On Top of Everything Else

In the real world, writers don’t write when they should.

The real world overwhelmed my writer’s world on 10/10/2012. The quotation I posted that day became my mantra.


Here’s the text of an e-mail sent to a friend about my day. Read it and you’ll understand. All this on top of getting ready for husband’s surgery. Yikes.

Exhausted tonight. Trying to keep too many balls in the air.  So much to do before hubby’s surgery and to finish harvest and get ready for winter.
Cut hay today. Cut part of main yard and push mowed back yard. Planted fig tree and mulched it. Picked Swiss chard. For dinner used chard, tomatoes, pickled peppers and eggs from our own homestead. Made salmon patties with 2 veggies above as sides. The chard was amazing. Lightly steamed with balsamic vinegar-honey-butter dressing. Killer good.
Garden remnants:
I have ancho peppers to pick, de-seed, slice and dry. Banana peppers will get pickled. Green beans are plentiful and will get canned. Beets will be cooked for dinner. Remaining chard will be frozen. Potatoes have to be dug and stored. Sweet peppers and egg surplus will be frozen.
Got the haybine cleaned up after cutting tonight. It’s tarped and put away for winter. The cut hay looks good. I hope it dries nicely. Dew was still on grass in my yard in shady areas at 3 pm! It’s hard to get hay to dry in those conditions. Warm up will help.
Got the gate back on the hay wagon. It’s ready to go. Called the repair guy for the tractor.  Need it to get winter wood out of the woodlot.  I have to take my car for warranty oil change in next day or two.

Surgery Date

Just a brief update on hubby. The surgery is scheduled. The good news: the surgeon is highly credentialed, the facility is well-equipped and well-staffed, the statistics for the operation are promising, the nurses working in the hospital say nothing but good things about the surgical team.

We are confident for a positive outcome.

Update on the Hubby

Yesterday Hubby went through a catheterization of his heart in preparation for open heart surgery. The heart surgeon needs to know what’s going on in Hubby’s heart prior to cracking his chest. The goal is to keep surprises to a minimum.

Good news: all his pipes are clear, except one. There is 40% blockage in one blood vessel. According to the cardiologist who did the procedure, doctors don’t worry about blockages until they hit 70% or more. More good news: after heart surgery, other vascular issues that have the potential to be life threatening will likely resolve to manageable proportions. Hubby will take lots of medication, but his life will no longer be at risk.

Isn’t it amazing to live in the age of high technology? Hubby has a familial history of early death due to heart issues. His condition has a genetic link. He’s fortunate; modern medicine is saving his life.
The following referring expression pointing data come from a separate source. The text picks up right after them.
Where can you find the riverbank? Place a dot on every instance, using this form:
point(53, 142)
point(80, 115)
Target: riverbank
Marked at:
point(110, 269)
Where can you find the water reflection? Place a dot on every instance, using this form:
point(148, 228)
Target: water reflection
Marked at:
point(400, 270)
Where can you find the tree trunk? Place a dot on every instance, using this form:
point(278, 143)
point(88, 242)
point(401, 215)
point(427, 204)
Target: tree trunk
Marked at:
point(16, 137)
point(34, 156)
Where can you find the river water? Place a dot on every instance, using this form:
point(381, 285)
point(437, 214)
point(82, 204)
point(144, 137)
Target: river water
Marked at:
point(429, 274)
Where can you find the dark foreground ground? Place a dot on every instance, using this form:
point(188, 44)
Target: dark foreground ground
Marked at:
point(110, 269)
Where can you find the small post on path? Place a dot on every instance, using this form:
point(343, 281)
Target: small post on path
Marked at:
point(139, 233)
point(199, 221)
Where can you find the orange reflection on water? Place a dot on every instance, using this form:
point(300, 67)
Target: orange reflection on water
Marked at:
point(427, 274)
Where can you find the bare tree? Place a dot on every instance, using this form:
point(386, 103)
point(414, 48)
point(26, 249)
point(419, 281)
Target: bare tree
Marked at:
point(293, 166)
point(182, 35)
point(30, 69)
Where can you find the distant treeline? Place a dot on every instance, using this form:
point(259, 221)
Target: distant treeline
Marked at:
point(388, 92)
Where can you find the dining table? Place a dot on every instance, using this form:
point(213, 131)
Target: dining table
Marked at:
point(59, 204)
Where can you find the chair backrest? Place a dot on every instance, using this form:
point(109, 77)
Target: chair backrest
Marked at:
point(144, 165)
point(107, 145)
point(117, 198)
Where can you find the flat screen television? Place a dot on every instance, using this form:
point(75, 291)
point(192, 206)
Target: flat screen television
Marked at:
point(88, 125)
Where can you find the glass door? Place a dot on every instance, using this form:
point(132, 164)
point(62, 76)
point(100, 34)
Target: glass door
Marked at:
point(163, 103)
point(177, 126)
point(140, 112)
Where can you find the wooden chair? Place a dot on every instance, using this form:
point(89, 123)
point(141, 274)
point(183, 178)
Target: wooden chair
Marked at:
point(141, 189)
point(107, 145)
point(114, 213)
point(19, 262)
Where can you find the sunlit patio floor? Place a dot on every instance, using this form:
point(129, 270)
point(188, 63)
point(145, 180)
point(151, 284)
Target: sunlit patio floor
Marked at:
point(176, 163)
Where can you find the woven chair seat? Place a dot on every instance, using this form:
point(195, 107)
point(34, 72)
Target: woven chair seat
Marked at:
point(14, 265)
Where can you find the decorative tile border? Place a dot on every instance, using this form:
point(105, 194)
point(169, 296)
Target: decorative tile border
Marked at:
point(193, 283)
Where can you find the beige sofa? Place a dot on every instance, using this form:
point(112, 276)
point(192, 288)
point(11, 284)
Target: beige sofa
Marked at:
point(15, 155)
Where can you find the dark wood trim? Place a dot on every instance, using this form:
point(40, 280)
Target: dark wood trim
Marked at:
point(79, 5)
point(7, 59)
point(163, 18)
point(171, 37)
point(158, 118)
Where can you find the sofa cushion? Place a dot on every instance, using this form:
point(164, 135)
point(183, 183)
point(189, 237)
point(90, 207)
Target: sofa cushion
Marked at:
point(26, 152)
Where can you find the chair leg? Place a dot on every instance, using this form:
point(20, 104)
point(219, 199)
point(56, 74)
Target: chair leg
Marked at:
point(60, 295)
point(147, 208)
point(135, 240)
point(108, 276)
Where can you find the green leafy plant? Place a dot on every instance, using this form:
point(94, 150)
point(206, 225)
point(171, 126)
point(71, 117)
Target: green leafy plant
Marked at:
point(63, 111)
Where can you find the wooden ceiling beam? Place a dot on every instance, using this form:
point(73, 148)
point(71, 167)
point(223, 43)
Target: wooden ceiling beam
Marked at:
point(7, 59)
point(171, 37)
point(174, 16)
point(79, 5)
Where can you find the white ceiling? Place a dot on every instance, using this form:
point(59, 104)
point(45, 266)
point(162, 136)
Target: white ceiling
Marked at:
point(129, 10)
His future (notice I speak with certainty) will include blood thinners, diet changes and exercise. A little weight loss won’t hurt either.

Missing in Action

For two weeks, I have been enmeshed in family concerns, so I have been missing in action on this blog. No short stories. Not much commentary. No visiting other blogs. To cut to the chase, my spouse is facing open heart surgery in the near future. So please bear with me during this time. My presence will be intermittent. Thankfully, I have several posts in the pipeline, already on the schedule.  Thanks in advance for your understanding and support.